Opening Lines of Communication for Project Managers

If you are new in project management or if you’ve had some bad experiences communicating with colleagues, suppliers or clients, spend some time (and take an online training) about effective communication skills. It can greatly enhance your skills, and it will definitely pay off in the long run.

Communication, rather effective communication, involves a lot more than just talk. What makes a good communicator?
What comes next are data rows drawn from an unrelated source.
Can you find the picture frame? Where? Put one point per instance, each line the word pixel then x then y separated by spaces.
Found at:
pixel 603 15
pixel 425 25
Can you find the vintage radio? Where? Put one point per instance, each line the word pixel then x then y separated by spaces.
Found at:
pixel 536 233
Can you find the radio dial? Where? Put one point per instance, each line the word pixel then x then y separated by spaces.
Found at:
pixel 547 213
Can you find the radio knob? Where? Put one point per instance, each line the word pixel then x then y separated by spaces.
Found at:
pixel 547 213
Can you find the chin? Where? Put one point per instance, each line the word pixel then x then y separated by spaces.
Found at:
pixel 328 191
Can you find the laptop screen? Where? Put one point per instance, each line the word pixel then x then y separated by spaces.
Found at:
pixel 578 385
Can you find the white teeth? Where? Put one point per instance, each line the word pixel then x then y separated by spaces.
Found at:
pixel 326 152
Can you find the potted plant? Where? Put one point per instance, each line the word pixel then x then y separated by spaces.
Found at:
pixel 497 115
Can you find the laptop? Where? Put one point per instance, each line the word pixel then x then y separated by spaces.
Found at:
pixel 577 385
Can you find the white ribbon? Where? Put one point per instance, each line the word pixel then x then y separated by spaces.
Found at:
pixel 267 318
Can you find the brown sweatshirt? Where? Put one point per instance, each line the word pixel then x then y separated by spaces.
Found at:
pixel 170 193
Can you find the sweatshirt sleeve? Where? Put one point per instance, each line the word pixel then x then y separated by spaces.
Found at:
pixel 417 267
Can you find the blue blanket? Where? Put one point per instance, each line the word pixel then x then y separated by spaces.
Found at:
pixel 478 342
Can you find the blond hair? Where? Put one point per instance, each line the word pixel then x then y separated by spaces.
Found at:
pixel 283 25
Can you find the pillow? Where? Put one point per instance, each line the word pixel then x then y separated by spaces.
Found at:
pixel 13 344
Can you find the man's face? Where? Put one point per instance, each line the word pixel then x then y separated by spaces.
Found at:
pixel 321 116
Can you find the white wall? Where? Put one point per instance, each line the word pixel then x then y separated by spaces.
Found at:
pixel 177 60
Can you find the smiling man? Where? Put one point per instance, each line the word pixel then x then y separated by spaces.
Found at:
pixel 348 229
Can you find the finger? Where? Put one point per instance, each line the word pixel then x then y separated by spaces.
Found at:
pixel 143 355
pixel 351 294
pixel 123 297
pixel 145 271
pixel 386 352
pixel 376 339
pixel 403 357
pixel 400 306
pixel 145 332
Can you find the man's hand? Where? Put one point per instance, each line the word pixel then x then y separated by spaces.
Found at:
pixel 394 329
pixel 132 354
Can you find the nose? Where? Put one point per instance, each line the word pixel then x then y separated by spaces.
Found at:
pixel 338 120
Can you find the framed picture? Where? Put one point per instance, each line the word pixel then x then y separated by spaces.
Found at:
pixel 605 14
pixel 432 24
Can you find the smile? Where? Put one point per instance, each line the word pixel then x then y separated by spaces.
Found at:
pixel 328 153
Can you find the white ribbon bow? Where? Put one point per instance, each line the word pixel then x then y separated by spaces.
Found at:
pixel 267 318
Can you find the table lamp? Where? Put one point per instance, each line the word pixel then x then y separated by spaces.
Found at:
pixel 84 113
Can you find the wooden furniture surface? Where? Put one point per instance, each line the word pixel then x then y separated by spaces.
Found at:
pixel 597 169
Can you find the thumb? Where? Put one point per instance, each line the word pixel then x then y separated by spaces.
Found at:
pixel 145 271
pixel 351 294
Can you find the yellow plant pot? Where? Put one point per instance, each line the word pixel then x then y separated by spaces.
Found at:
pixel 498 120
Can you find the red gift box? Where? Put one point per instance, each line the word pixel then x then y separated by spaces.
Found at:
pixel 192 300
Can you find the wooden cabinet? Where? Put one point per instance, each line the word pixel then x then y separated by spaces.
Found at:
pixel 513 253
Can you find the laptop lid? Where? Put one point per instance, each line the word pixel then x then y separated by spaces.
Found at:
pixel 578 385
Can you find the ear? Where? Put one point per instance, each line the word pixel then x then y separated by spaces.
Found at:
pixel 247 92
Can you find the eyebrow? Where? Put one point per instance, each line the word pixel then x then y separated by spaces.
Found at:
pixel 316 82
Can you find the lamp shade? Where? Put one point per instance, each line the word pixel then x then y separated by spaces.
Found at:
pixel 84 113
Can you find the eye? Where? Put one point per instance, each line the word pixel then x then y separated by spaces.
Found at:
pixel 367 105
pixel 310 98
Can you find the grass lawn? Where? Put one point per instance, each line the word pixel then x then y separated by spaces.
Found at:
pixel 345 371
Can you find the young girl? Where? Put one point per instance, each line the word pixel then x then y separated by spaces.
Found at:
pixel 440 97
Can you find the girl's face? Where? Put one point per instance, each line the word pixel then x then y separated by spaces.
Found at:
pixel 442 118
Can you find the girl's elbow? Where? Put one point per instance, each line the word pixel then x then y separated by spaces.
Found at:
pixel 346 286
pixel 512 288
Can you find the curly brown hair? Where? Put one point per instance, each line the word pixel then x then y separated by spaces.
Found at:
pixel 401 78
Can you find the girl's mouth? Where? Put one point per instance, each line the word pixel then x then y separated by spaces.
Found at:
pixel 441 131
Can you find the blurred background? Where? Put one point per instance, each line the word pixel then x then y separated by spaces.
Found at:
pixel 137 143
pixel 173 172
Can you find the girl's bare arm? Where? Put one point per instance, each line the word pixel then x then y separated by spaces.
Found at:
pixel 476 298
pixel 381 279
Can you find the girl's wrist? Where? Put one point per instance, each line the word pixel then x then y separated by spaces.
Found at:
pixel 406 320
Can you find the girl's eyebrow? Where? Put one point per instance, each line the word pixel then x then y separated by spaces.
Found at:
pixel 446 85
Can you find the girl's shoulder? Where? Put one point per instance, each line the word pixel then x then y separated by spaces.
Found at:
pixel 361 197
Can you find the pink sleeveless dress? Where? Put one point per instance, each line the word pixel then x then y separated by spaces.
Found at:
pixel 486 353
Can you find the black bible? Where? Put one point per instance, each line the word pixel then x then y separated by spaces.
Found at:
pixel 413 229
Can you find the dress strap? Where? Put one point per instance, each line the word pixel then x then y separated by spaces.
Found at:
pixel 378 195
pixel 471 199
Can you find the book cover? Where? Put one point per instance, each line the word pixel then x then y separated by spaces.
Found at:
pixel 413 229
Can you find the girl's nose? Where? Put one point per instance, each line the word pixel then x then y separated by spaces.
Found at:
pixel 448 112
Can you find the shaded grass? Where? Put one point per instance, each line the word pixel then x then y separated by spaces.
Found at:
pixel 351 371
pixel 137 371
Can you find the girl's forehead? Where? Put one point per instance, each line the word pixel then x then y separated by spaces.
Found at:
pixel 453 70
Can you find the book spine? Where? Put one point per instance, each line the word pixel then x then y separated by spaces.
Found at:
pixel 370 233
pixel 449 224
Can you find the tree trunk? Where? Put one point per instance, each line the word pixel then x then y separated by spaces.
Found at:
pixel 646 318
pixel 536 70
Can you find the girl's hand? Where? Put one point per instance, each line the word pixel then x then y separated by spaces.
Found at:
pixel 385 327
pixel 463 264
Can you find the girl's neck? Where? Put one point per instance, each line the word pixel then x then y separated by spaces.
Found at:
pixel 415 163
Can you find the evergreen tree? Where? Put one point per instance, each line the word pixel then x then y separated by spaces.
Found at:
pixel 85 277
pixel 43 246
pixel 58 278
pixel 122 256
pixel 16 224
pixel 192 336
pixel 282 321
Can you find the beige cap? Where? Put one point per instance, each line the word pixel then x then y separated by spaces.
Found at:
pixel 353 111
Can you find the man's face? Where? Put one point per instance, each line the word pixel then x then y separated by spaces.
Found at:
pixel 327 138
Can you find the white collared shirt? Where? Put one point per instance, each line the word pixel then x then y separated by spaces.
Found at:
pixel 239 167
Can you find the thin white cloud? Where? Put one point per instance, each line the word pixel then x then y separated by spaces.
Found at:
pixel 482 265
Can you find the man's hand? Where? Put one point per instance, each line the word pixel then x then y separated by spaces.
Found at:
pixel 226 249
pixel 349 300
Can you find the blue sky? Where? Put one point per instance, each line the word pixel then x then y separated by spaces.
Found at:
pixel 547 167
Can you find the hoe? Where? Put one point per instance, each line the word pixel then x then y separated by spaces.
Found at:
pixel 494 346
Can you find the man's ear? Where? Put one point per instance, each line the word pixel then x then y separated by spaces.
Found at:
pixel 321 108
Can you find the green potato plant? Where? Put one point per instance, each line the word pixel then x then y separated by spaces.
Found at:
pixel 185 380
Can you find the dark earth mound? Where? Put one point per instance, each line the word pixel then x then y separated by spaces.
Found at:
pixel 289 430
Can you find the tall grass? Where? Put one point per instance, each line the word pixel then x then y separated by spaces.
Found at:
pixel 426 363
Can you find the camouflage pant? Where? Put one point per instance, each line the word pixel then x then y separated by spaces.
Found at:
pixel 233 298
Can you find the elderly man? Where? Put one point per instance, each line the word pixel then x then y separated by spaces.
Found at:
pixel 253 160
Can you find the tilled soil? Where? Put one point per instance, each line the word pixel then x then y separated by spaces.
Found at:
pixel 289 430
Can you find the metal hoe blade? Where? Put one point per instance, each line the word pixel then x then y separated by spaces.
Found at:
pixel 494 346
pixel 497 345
Regardless of your position, whether it is the Project Manager, the Janitor, or the CEO, effective communication is an important aspect in our lives.

A good communicator isn’t simply the person that is outgoing and likes to be social and can talk to any one about anything.  A lot of the time these individuals aren’t actually good communicators.  They are so busy talking they don’t take the time to actively listen and observe the situation.

Good communication is all about Skills & Methods:


A good communicator can provide the right information, at the right time, to the right people, and with the right tone.  In order to deliver, a good communicator is an attentive listener and places careful consideration to the situation.  Good communicators are proactive and are constantly thinking of the bigger picture and how their actions, the actions of others, or an event will impact a project, and will require informing others of the change, etc.

Whether in person, on paper, or electronically … always be clear and concise.  Say what you mean, and mean what you say.  Understand who your audience is and think about how they will perceive the information, and how they will benefit from it.  Another aspect to consider is cultural differences.  Be cognizant of who you are dealing with and the cultural and language barriers that you might incur.

Your ideas and messages should be delivered clearly, and you should also understand the information that is being conveyed to you by those you interact with.  When you function in this type of environment, projects run much smoother, as creative ideas are easily expressed.

Don’t forget that communication is a two-way street.  By understanding and learning the skills you need to communicate effectively, you can better manage your projects and team.


The method of communication selected plays an important part as well.  If it is complex or personal in nature, it is probably better delivered verbally.  Other general information might be better left for a group email or via memo.

When you write letters or send emails, be sure to provide all the background information the receiver requires.  Don’t make assumptions and take short cuts.  Don’t just make a brief reference to another email or trail of emails, and make the receiver dig through them all.  For one, they might not bother.  And, if they do take the time, you are losing the effectiveness of your message and making it difficult.  Also, they might not locate or get all the information you intended them to find, which is a great way to create confusion.

Also, avoid long-winded messages and poorly typed messages with typos and grammatical and punctuation errors.  It really lessens the readability of your document and portrays your message in poor light.  You will gleam more respect out of being known for providing well-crafted, concise documentation.